夏天远去了。
    到了蒋蒙彻底康复的时间,已经是9月份的后半段。
    镜子中的姑娘经过一个多月连绵不断的病痛的折磨,已经“瘦”出了原本的模样。
    白净的瓜子脸上有一双杏眼,看起来清清灵灵的。
    更为难得是,她长了对极为好看的柳叶弯眉,一下子就把这双杏眼衬托得更为灵动了。
    “你这眉毛长得太好了。”纪公馆的佣人夸赞道。“哪怕去医院纹眉,最巧手的医生怕也是纹不出这么好的效果。”
    这张脸和自己上辈子并无任何相像的地方,但总算是脱离了路人的范畴,在纪公馆这个“美女如云”的地方,也不至于淹没在茫茫的人海里。
    蒋蒙来纪公馆工作已经有一段时间了,也许是能留在这种地方的都是聪明人的缘故。大家相处的也很和气,彼此之间非常有分寸和距离感。
    但当有次大家一起起哄,让蒋蒙给大家露了一手之后,她们之间的关系就发生了突飞猛进的进展。

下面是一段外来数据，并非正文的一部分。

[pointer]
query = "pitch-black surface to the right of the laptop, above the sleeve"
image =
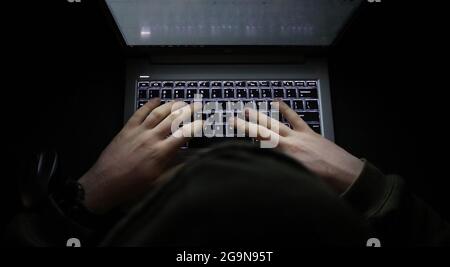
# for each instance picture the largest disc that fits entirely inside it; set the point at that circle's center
(386, 68)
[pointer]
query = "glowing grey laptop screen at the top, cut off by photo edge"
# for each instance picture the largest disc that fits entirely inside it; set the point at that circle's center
(231, 22)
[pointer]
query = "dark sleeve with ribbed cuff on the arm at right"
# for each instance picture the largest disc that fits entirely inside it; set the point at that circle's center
(398, 217)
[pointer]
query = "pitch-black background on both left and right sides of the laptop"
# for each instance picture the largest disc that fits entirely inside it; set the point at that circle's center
(64, 73)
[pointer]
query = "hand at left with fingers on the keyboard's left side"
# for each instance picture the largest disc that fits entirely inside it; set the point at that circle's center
(136, 157)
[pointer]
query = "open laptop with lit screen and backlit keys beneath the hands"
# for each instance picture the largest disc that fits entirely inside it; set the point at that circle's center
(246, 51)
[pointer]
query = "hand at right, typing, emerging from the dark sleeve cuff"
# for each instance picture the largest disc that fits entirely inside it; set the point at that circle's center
(334, 165)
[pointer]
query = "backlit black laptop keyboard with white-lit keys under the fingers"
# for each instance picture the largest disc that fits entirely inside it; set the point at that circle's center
(301, 95)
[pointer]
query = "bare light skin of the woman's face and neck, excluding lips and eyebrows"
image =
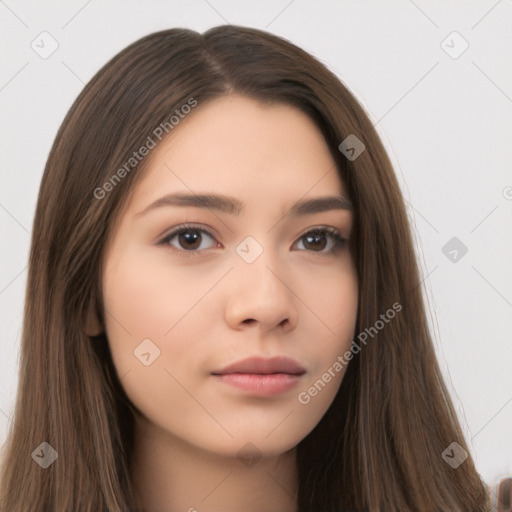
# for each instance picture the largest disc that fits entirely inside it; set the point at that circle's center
(212, 308)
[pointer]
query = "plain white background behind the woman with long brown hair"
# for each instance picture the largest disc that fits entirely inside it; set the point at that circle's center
(445, 121)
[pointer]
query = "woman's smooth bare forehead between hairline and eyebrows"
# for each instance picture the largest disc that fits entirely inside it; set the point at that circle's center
(238, 145)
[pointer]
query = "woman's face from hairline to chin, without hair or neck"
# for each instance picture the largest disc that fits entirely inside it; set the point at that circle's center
(256, 276)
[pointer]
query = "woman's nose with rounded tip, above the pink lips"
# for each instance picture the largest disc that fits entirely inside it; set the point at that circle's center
(261, 294)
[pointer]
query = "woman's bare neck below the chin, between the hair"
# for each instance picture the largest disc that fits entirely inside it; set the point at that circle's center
(172, 475)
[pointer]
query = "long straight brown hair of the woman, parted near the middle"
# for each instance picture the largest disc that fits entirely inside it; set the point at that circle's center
(379, 446)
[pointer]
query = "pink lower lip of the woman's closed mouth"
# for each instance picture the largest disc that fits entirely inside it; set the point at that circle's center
(263, 385)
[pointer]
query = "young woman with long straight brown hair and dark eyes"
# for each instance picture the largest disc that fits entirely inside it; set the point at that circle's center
(224, 309)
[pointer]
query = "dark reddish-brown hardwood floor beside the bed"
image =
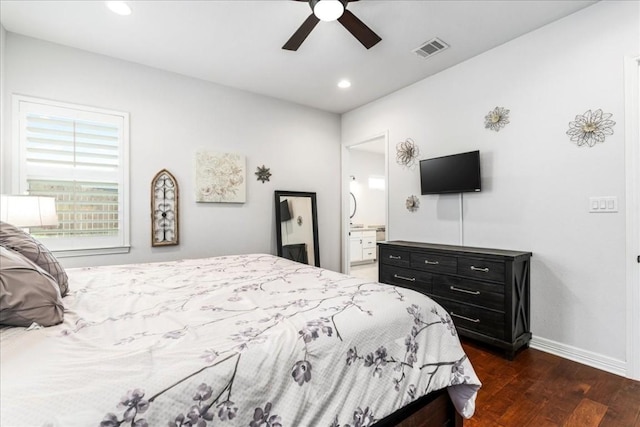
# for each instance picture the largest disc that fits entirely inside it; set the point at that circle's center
(538, 389)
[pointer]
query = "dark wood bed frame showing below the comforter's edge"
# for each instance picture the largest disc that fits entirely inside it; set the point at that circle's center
(432, 410)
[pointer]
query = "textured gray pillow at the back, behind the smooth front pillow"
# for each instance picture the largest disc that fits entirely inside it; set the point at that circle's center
(16, 239)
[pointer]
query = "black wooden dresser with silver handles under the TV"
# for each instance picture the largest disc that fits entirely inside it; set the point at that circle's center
(485, 291)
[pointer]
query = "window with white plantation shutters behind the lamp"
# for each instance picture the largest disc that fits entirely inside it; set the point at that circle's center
(79, 155)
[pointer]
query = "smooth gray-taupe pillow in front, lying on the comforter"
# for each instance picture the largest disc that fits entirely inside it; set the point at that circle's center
(27, 293)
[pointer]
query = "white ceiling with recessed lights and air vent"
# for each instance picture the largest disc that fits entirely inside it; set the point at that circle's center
(238, 43)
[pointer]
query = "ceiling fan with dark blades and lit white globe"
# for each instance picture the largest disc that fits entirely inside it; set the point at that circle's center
(330, 10)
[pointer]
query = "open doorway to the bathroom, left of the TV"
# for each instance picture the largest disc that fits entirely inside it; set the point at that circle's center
(366, 174)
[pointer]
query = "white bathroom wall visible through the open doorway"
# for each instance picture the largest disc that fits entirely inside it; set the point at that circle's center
(370, 202)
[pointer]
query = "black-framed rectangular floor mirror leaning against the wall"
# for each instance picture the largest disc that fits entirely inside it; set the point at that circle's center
(297, 226)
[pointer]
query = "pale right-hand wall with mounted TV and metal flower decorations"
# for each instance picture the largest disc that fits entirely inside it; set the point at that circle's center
(536, 183)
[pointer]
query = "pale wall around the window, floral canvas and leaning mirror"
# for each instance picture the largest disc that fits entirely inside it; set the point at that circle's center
(171, 117)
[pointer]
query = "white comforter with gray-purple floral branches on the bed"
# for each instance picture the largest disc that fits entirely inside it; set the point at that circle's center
(247, 340)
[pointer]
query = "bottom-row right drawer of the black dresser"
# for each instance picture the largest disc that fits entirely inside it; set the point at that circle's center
(475, 319)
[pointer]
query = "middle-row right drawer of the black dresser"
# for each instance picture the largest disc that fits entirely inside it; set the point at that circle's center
(482, 294)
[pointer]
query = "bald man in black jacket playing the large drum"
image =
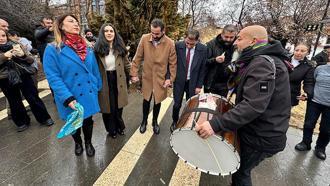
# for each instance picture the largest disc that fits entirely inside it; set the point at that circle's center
(262, 109)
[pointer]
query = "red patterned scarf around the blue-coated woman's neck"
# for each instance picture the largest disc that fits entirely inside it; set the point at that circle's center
(77, 43)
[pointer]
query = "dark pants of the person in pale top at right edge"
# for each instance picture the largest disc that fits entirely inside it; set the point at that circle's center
(313, 112)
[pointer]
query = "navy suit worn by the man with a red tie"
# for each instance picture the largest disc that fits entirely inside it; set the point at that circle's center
(197, 73)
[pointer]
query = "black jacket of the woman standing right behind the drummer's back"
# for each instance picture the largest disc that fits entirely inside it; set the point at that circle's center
(304, 72)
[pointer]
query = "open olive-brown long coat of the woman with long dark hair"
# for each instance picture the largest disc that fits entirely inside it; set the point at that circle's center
(122, 68)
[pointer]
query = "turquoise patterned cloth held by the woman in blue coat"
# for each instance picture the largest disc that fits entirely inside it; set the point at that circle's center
(73, 122)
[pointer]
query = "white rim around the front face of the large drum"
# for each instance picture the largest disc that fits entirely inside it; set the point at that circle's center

    分享好吃的食物本来就很容易拉近人与人之间的距离。女孩子们亲近起来也很容易,没几天已经把蒋蒙当成了自己人,亲亲热热地围在她周围。
    能在纪公馆工作的女孩子,都是过了纪瑾的眼千挑万选出来的。
    各个长得漂亮会来事不说,心思也都很正派,纪公馆与她们签了长约,到了30岁才能出馆谈对象嫁人。每个人都会在合约结束的那天领到一笔不菲的赡养金和地段不错的房子。

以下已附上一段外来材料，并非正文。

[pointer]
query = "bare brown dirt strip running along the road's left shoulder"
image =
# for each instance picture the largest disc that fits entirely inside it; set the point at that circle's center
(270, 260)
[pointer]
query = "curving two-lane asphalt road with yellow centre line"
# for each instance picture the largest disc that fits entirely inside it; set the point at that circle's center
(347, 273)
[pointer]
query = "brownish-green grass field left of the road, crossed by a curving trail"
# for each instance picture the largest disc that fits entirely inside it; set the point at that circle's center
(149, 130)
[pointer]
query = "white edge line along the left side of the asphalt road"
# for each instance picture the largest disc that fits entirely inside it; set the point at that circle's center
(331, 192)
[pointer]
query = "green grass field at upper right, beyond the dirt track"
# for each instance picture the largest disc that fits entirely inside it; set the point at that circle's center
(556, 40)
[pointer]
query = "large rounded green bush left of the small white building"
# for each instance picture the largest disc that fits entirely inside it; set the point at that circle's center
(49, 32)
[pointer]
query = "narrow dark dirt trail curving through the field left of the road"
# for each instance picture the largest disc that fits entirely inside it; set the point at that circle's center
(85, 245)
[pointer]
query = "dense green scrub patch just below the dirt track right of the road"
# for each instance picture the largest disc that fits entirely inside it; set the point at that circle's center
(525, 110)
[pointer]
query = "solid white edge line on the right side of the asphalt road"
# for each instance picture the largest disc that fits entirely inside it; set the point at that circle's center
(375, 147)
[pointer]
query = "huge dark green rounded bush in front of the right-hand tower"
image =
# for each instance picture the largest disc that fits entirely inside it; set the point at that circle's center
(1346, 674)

    因此人人都是未来的“小富婆”。就更加没有利益冲突了。
    蒋蒙从医院出院的那天,纪蔚澜已经不在川城。可能由于利益的驱动,帝都的梁家最终还是松了口,不再介怀那天的意外爽约事件。纪蔚澜就飞去了帝都谈生意,将近十天都没有回来。
    纪公馆的主人不在家,这帮年轻的女孩没了平时那么严密的管控,大家都撒了欢。
    甚至其中的一天大家还办了个露天烧烤party,烤炉翻了把后院修剪漂亮的草坪烧了一大块,气的花匠连续叨叨了她们好几天。

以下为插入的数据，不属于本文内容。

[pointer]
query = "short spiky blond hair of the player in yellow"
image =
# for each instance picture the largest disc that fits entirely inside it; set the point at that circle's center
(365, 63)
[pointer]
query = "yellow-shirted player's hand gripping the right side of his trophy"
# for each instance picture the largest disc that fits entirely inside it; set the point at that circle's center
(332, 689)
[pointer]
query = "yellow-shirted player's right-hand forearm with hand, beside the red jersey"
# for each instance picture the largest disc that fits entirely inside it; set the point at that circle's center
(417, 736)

    “没关系啦,不用担心。”女孩子们还是笑嘻嘻的。“纪公馆的所有事物都是纪特助在管的,他平时只要主子不在的时候,就很放任我们的。不触犯原则问题,很好说话的。”
    “原则问题?什么是原则问题?”蒋蒙问。
    “嗯……”女孩子拖着下巴想了想,“大概就是泄露公司机密,或者做了伤害到主子的事吧?不过这么蠢的事哪有人会做啊……”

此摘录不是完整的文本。